Depression Detection at the Point of Care: Automated Analysis of Linguistic Signals from Routine Primary Care Encounters

arXiv cs.CL / 4/9/2026

💬 OpinionSignals & Early TrendsIdeas & Deep AnalysisModels & Research

Key Points

  • The study addresses underdiagnosis of depression in primary care by testing automated detection from routine, passively collected audio-recorded clinical encounters.
  • Using 1,108 encounters from the Establishing Focus study (PHQ-9 defined labels), the authors evaluated supervised models (Sentence-BERT+LR, LIWC+LR, ModernBERT) and a zero-shot GPT-OSS baseline.
  • GPT-OSS performed best overall, achieving AUPRC=0.510 and AUROC=0.774, while LIWC+LR was competitive among supervised approaches (AUPRC=0.500, AUROC=0.742).
  • The paper finds that combining dyadic transcripts (patient+provider) outperforms single-speaker setups, suggesting providers’ linguistic mirroring adds incremental predictive signal.
  • Meaningful performance is attainable from early dialogue (first 128 patient tokens), indicating potential for in-the-moment clinical decision support as a low-burden complement to existing screening.

Abstract

Depression is underdiagnosed in primary care, yet timely identification remains critical.
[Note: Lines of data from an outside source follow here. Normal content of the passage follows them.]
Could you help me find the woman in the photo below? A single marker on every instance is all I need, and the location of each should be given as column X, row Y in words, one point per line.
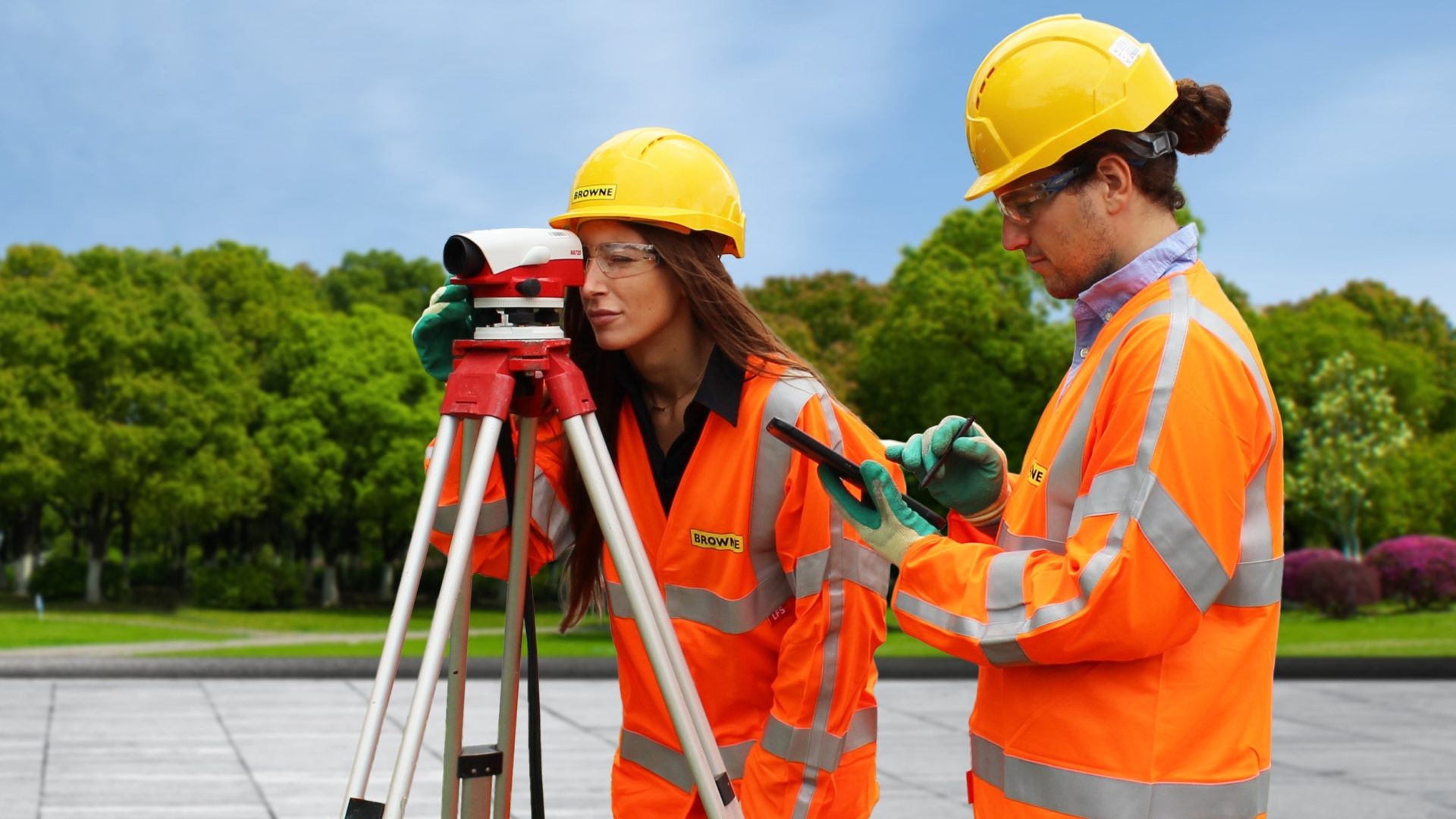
column 777, row 608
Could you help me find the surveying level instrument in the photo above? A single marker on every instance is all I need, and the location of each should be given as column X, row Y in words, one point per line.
column 517, row 357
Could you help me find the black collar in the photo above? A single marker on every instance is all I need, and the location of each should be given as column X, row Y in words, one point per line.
column 720, row 392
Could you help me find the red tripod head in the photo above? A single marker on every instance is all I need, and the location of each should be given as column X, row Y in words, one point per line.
column 519, row 280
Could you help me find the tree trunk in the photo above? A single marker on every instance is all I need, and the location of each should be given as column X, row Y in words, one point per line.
column 99, row 528
column 329, row 589
column 126, row 550
column 386, row 582
column 30, row 547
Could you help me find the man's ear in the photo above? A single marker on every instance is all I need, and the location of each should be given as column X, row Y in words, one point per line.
column 1117, row 183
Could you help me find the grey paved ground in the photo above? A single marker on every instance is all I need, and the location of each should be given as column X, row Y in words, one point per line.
column 253, row 749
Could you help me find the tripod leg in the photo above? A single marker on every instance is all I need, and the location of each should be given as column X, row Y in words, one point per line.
column 595, row 472
column 517, row 586
column 459, row 651
column 457, row 569
column 403, row 607
column 455, row 701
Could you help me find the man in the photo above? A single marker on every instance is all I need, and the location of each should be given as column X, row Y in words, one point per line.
column 1122, row 595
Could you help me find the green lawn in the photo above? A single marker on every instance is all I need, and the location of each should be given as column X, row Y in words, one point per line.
column 27, row 632
column 1381, row 632
column 588, row 642
column 1392, row 632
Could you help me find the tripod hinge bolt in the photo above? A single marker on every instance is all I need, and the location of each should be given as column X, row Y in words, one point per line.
column 479, row 761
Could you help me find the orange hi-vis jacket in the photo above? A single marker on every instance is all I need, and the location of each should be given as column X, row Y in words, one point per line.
column 777, row 604
column 1126, row 617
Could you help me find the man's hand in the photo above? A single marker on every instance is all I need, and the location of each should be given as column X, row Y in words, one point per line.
column 973, row 480
column 446, row 319
column 881, row 518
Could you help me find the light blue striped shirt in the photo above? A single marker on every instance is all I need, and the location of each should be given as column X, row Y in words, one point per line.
column 1097, row 305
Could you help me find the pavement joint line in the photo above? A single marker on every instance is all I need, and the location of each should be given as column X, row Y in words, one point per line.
column 242, row 761
column 1366, row 783
column 1395, row 706
column 46, row 752
column 576, row 725
column 884, row 774
column 924, row 719
column 1354, row 733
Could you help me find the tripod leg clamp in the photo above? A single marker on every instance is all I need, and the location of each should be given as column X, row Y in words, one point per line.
column 479, row 761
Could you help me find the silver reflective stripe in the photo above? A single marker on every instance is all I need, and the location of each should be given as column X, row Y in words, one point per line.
column 1014, row 542
column 724, row 614
column 1131, row 493
column 494, row 518
column 820, row 751
column 840, row 561
column 1094, row 796
column 551, row 516
column 618, row 601
column 1254, row 583
column 1257, row 579
column 848, row 560
column 1065, row 474
column 672, row 765
column 1003, row 585
column 1185, row 551
column 835, row 592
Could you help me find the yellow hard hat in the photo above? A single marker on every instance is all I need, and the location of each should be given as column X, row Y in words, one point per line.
column 1055, row 85
column 660, row 177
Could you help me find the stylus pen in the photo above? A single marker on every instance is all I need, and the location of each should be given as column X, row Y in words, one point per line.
column 940, row 465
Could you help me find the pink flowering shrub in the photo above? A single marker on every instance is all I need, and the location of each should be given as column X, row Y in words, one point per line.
column 1417, row 569
column 1294, row 588
column 1338, row 588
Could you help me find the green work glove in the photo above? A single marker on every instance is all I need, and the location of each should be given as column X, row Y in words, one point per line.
column 973, row 480
column 881, row 518
column 446, row 319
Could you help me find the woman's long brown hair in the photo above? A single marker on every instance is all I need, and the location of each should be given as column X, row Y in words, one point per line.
column 720, row 311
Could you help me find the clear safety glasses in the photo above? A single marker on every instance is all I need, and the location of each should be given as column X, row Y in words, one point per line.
column 1021, row 205
column 620, row 260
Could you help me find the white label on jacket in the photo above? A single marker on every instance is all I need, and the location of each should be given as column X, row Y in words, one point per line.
column 726, row 542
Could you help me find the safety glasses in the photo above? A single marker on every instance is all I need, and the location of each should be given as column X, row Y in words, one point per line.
column 1021, row 205
column 620, row 260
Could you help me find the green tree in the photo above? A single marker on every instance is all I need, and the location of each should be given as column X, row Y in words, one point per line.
column 384, row 280
column 821, row 316
column 350, row 401
column 1346, row 442
column 965, row 330
column 36, row 397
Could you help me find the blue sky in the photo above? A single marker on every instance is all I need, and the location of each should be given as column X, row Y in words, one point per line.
column 321, row 127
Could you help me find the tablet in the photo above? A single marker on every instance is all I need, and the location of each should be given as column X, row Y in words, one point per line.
column 846, row 469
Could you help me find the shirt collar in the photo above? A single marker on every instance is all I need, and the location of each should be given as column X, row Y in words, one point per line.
column 1109, row 295
column 721, row 390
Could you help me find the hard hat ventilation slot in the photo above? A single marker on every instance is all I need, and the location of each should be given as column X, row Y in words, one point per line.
column 983, row 88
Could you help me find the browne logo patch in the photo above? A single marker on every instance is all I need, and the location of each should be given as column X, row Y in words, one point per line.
column 727, row 542
column 588, row 193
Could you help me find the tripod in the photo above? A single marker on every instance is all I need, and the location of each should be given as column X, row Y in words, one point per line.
column 492, row 379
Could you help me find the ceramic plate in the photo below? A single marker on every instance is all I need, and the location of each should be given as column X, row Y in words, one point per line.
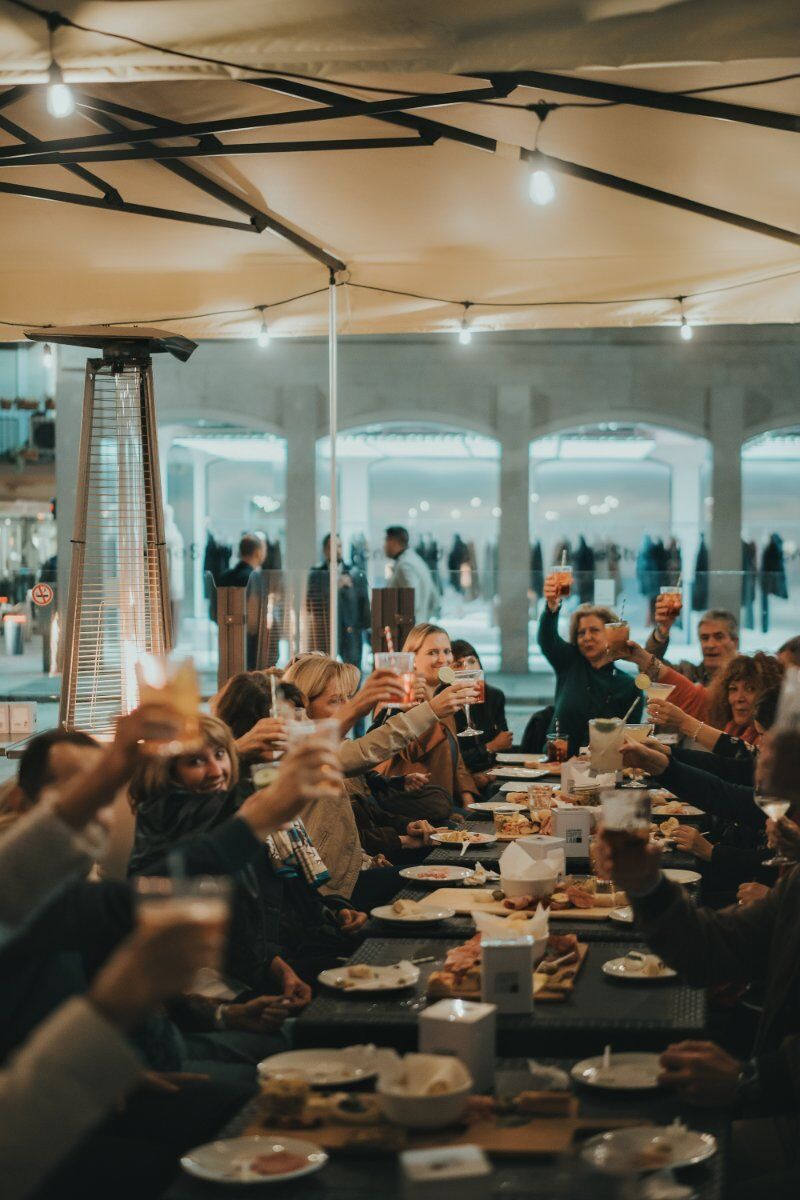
column 519, row 760
column 229, row 1162
column 625, row 1072
column 325, row 1068
column 648, row 1149
column 435, row 876
column 398, row 975
column 632, row 969
column 474, row 839
column 681, row 876
column 497, row 807
column 517, row 773
column 421, row 915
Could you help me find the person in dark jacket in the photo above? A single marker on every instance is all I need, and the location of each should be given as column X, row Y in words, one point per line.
column 489, row 718
column 353, row 606
column 755, row 943
column 194, row 814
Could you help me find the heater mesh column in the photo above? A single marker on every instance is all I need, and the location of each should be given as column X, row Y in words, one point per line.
column 119, row 604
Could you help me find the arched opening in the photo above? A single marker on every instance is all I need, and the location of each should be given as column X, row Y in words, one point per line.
column 441, row 483
column 770, row 531
column 221, row 480
column 626, row 504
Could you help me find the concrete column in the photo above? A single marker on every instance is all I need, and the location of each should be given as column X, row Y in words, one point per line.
column 199, row 516
column 726, row 431
column 68, row 413
column 300, row 427
column 513, row 551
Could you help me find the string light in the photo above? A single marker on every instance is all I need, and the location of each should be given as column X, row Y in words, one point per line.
column 464, row 333
column 263, row 337
column 60, row 101
column 686, row 329
column 541, row 187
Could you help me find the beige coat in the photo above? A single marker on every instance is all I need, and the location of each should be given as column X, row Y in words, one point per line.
column 331, row 823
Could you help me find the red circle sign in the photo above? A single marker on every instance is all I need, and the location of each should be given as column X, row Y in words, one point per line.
column 42, row 594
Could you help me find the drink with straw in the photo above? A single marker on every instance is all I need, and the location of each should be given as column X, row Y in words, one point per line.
column 672, row 600
column 205, row 900
column 606, row 737
column 174, row 685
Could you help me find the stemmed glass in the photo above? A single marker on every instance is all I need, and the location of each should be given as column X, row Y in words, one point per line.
column 775, row 808
column 476, row 678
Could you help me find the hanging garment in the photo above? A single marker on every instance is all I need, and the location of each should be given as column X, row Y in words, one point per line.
column 773, row 576
column 583, row 564
column 536, row 569
column 749, row 580
column 701, row 582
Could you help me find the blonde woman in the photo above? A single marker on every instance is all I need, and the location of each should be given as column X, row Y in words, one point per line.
column 330, row 690
column 435, row 753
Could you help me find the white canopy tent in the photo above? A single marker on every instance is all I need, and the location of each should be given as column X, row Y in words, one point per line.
column 227, row 162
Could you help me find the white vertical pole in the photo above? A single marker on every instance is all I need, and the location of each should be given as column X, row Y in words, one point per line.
column 332, row 423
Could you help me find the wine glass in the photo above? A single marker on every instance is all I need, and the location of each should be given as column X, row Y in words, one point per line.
column 476, row 678
column 775, row 808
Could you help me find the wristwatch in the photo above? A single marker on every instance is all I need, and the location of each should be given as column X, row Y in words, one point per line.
column 749, row 1085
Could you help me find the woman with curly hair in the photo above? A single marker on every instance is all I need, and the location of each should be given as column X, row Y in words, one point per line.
column 727, row 719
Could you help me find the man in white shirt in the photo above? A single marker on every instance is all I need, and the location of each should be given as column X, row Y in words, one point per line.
column 410, row 571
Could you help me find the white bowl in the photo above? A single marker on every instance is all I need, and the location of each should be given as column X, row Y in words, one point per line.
column 423, row 1111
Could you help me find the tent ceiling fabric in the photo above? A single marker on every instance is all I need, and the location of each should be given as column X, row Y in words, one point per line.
column 446, row 220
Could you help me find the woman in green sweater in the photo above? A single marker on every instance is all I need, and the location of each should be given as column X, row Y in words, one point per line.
column 587, row 682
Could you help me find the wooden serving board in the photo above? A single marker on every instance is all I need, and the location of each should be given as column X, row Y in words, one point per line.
column 545, row 988
column 504, row 1135
column 465, row 900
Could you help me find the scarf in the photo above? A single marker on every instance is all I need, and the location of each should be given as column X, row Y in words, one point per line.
column 293, row 853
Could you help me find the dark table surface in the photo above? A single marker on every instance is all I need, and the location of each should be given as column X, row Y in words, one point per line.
column 630, row 1015
column 463, row 927
column 353, row 1179
column 488, row 855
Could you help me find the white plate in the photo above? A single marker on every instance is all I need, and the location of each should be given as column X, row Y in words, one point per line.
column 517, row 773
column 625, row 1073
column 626, row 969
column 421, row 916
column 516, row 787
column 325, row 1068
column 679, row 876
column 475, row 839
column 437, row 876
column 619, row 1151
column 398, row 975
column 228, row 1162
column 497, row 807
column 521, row 759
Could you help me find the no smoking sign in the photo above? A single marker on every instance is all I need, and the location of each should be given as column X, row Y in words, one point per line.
column 42, row 594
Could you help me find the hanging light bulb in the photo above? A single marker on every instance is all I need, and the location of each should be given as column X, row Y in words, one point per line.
column 541, row 187
column 60, row 101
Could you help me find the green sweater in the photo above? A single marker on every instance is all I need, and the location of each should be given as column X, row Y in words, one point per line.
column 582, row 691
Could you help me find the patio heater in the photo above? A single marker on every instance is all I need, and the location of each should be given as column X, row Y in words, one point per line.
column 118, row 604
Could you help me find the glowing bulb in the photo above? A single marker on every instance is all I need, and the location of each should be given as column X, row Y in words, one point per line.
column 60, row 101
column 541, row 187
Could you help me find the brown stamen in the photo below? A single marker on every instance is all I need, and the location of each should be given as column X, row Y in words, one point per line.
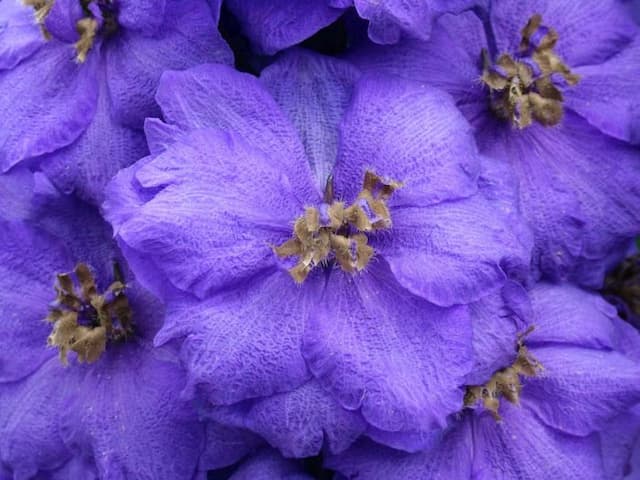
column 506, row 382
column 342, row 234
column 105, row 317
column 518, row 93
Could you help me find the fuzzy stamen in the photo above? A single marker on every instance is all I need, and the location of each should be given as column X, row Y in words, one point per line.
column 506, row 382
column 84, row 321
column 335, row 231
column 522, row 87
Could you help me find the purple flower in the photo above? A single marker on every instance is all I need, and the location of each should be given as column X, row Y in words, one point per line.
column 571, row 377
column 275, row 25
column 550, row 90
column 114, row 411
column 272, row 284
column 83, row 81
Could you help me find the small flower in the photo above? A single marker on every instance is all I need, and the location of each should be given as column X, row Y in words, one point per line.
column 271, row 283
column 119, row 415
column 549, row 89
column 552, row 429
column 82, row 81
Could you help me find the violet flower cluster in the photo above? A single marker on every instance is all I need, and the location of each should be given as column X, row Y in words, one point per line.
column 251, row 239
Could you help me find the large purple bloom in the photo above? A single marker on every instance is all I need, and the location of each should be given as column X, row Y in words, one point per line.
column 207, row 222
column 114, row 411
column 557, row 101
column 586, row 375
column 275, row 25
column 77, row 101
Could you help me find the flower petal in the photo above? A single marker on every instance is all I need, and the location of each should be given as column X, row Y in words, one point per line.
column 590, row 31
column 57, row 99
column 273, row 25
column 220, row 207
column 242, row 344
column 522, row 447
column 188, row 37
column 314, row 91
column 367, row 344
column 607, row 95
column 581, row 389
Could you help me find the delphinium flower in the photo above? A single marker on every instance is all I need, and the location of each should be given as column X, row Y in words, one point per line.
column 541, row 415
column 275, row 25
column 319, row 235
column 83, row 393
column 550, row 89
column 78, row 86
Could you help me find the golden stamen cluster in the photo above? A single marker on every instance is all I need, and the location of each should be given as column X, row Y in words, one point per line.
column 342, row 233
column 518, row 94
column 88, row 339
column 506, row 382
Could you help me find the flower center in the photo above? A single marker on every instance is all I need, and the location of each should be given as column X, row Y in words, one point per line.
column 506, row 382
column 83, row 320
column 100, row 17
column 334, row 231
column 524, row 87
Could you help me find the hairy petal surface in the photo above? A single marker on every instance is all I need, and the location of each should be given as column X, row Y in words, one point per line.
column 366, row 345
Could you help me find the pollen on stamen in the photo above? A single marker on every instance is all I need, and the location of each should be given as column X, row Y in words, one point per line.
column 522, row 87
column 505, row 383
column 338, row 232
column 85, row 321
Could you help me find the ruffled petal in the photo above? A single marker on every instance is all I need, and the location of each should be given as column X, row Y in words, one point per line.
column 580, row 389
column 29, row 261
column 19, row 36
column 314, row 91
column 56, row 100
column 188, row 37
column 366, row 344
column 607, row 94
column 243, row 344
column 590, row 31
column 449, row 458
column 127, row 413
column 273, row 25
column 565, row 314
column 218, row 96
column 577, row 192
column 409, row 133
column 522, row 447
column 220, row 206
column 87, row 165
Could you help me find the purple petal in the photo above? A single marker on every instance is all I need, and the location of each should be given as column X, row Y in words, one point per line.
column 300, row 421
column 145, row 15
column 269, row 465
column 410, row 133
column 242, row 344
column 80, row 168
column 590, row 31
column 209, row 225
column 581, row 389
column 366, row 345
column 523, row 447
column 273, row 25
column 19, row 36
column 218, row 96
column 569, row 187
column 450, row 458
column 29, row 261
column 567, row 315
column 607, row 94
column 314, row 91
column 129, row 417
column 57, row 99
column 188, row 37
Recorded clinical encounters, increasingly common with digital scribing technologies, present an opportunity to detect depression from naturalistic dialogue. We investigated automated depression detection from 1,108 audio-recorded primary care encounters in the Establishing Focus study, with depression defined by PHQ-9 (n=253 depressed, n=855 non-depressed). We compared three supervised approaches, Sentence-BERT + Logistic Regression (LR), LIWC+LR and ModernBERT, against a zero-shot GPT-OSS. GPT-OSS achieved the strongest performance (AUPRC=0.510, AUROC=0.774), with LIWC+LR competitive among supervised models (AUPRC=0.500, AUROC=0.742). Combined dyadic transcripts outperformed single-speaker configurations, with providers linguistically mirroring patients in depression encounters, an additive signal not captured by either speaker alone. Meaningful detection is achievable from the first 128 patient tokens (AUPRC=0.356, AUROC=0.675), supporting in-the-moment clinical decision support. These findings argue for passively collected clinical audio as a low-burden complement to existing screening workflows.